Contract or temp work can be a great way to gain experience, make connections, and shape your future career. But what happens when you land in a temporary position that you would like to keep long term? In many cases, it’s possible to turn a temp job into a permanent one. Here’s how to go about it.
Tell the Boss
Your boss can’t read your mind, and she might assume that you’re only interested in completing your temporary contract. If you want more, let her know. As soon as you know you want to stay, tell the boss that you’re enjoying the work and would be open to a longer-term arrangement. If she doesn’t jump on the option right away, give it some time and then check in again. Finally, when you’re getting close to the end of the contract, provide a brief reminder that you’re interested in continuing with the team if possible.
Show Your Skills
There’s an old adage from the world of writing: “Show, don’t tell.” Think about it from the company’s perspective. Why do they need an extra permanent employee, and why should it be you instead of someone else? It’s your job to show them how bringing you on permanently benefits them. Work hard, stay engaged, and look for ways to go above and beyond your assigned duties. Be responsive and available and willing to go the extra mile.

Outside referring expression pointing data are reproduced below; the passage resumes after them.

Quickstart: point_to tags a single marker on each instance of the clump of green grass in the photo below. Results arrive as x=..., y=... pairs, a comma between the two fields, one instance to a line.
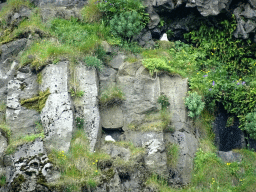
x=43, y=52
x=78, y=166
x=91, y=12
x=92, y=61
x=2, y=181
x=111, y=96
x=6, y=130
x=74, y=40
x=33, y=25
x=2, y=106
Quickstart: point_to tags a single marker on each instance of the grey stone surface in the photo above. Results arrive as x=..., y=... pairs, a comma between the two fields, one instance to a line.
x=30, y=163
x=175, y=88
x=116, y=151
x=112, y=117
x=117, y=61
x=107, y=78
x=188, y=144
x=155, y=157
x=87, y=106
x=12, y=49
x=21, y=120
x=229, y=156
x=141, y=93
x=57, y=115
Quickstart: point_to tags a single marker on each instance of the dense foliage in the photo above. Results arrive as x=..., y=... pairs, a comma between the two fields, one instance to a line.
x=195, y=104
x=126, y=25
x=226, y=69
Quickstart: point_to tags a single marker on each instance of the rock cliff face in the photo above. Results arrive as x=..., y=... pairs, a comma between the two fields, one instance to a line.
x=127, y=121
x=136, y=119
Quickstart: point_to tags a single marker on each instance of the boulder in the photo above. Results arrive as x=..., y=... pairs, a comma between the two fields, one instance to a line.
x=57, y=115
x=27, y=166
x=107, y=78
x=21, y=120
x=112, y=117
x=175, y=88
x=141, y=93
x=229, y=156
x=155, y=157
x=12, y=49
x=180, y=175
x=87, y=105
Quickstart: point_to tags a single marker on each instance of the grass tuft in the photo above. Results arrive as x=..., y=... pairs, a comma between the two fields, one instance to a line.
x=78, y=166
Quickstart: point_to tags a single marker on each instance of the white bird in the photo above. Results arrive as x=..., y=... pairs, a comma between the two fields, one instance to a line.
x=109, y=138
x=164, y=37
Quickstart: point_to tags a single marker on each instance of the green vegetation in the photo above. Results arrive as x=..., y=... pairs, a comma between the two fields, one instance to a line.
x=5, y=130
x=76, y=93
x=79, y=123
x=126, y=25
x=164, y=101
x=195, y=104
x=37, y=102
x=92, y=61
x=250, y=124
x=91, y=12
x=220, y=68
x=79, y=166
x=111, y=8
x=111, y=96
x=2, y=106
x=2, y=181
x=32, y=26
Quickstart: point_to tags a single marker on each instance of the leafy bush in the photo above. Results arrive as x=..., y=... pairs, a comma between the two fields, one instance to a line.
x=2, y=181
x=163, y=100
x=250, y=124
x=92, y=61
x=112, y=95
x=195, y=104
x=91, y=12
x=126, y=25
x=116, y=7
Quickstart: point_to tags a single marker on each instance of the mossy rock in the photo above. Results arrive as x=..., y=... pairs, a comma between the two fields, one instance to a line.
x=38, y=102
x=17, y=182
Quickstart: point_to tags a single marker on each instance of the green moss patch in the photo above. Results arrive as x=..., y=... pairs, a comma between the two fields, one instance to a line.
x=38, y=102
x=79, y=166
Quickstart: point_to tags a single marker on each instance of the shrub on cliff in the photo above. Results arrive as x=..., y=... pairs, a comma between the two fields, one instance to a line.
x=250, y=124
x=126, y=25
x=195, y=104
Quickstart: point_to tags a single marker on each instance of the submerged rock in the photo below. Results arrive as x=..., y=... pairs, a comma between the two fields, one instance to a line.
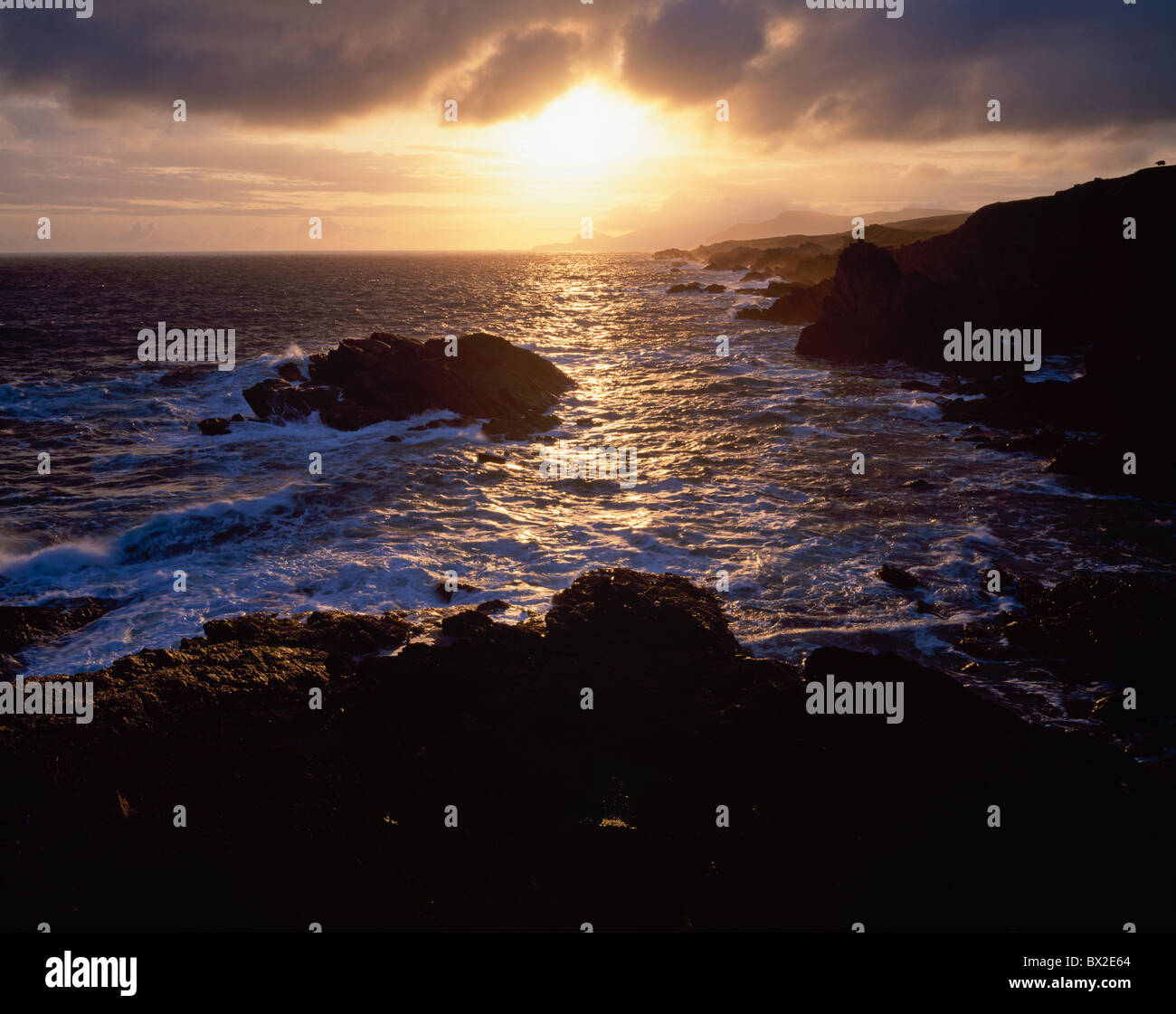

Everyone wants to work with people that they like and trust. Go out of your way to be open and communicative with your coworkers as well as your boss. Offer to help out with projects. Join the team for a happy hour. Be careful to stay out of office politics, which could torpedo your chances if you end up on the wrong side of a squabble, but make sure you have strong working relationships with as many people as possible.
Check Your Assumptions
Even if your contract is on the long side, never forget that until a job offer is made and accepted, you’re still a temp. Avoid the tendency to become complacent or to assume that you’ll be staying. This can come across as cocky and arrogant, potentially alienating both your boss and your coworkers. Always remember that, at best, this is an extended interview for a full-time position.
Contract work can be an excellent way to try out different positions until you find the right fit. When you know you’re where you want to be, it’s time to take the bull by the horns and take active steps to turn your contract job into a permanent position.